MINNEAPOLIS (WCCO) – Police arrested five Occupy Homes MN protesters early Friday morning after they chained themselves together in a “sleeping dragon” device inside a south Minneapolis house that officers were attempting to evict.
Hennepin County Sheriff’s Office spokesperson Lisa Kiava said the “sleeping dragon” device is a difficult to move object made of chains, PVC pipe, iron pipe, concrete, and duct tape. Protesters typically chain their hands together with the device, making it difficult for police to arrest or move them.
Police arrived to evict people from the house, located on the 4000 block of Cedar Avenue South, at 4 a.m., Kiava said. When officers arrived, they found the house’s door heavily barricaded.
Police removed a door and made their way inside, where they found 12 people – none of which were occupants of the home. Seven agreed to leave, Kiava said, but five stayed, chained in the sleeping dragon.
Police trained to dissemble the sleeping dragon did so, and officers arrested the five people. Officers booked the five into the Hennepin County Jail for “probable cause gross obstruction of the legal process,” Kiava said.
None were hurt in the process, Kiava said. However, protesters said they suffered minor injuries when officers removed them from the sleeping dragon using jackhammers and electric saws.

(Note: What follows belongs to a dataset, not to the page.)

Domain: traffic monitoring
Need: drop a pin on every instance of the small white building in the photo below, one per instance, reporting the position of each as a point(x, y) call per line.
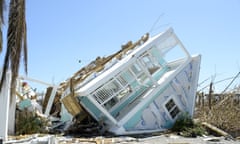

On April 26, Hennepin County District Court ordered the eviction of the house – an order that police had 30 days to comply with. Initially, police attempted to evict the house on Wednesday, but when they arrived at the house that afternoon, they found a large group of people – Occupy Homes MN protesters — refusing to leave. The group, which police said were not residents of the house, barricaded themselves inside it.
Occupy protesters celebrated their stand Wednesday, saying in a press release that some 100 protesters had successfully defended the house from eviction.
In that release, protesters said they had been occupying the house, which belongs to the family of David Cruz, for three weeks.
During that initial eviction attempt, protesters said they tied themselves to structures in the housing using bike locks. After 30 minutes police retreated.
Protesters said the Cruz home went into foreclosure in 2011, when the family’s bank (PNC) didn’t accept an online mortgage payment. As punishment, the bank imposed a fine of two months payment. The family was unable to pay; thus the home went into foreclosure.
On Wednesday, protesters said the bank contacted them, asking for loan modification documents for the family. It is unclear, however, what came of that contact.
Protester Martha Ockenfels-Martinez said Occupy Homes wants the bank to negotiate a mortgage that allows the family to stay in their home.
“We’ll do whatever it takes for them to come to the table,” she said.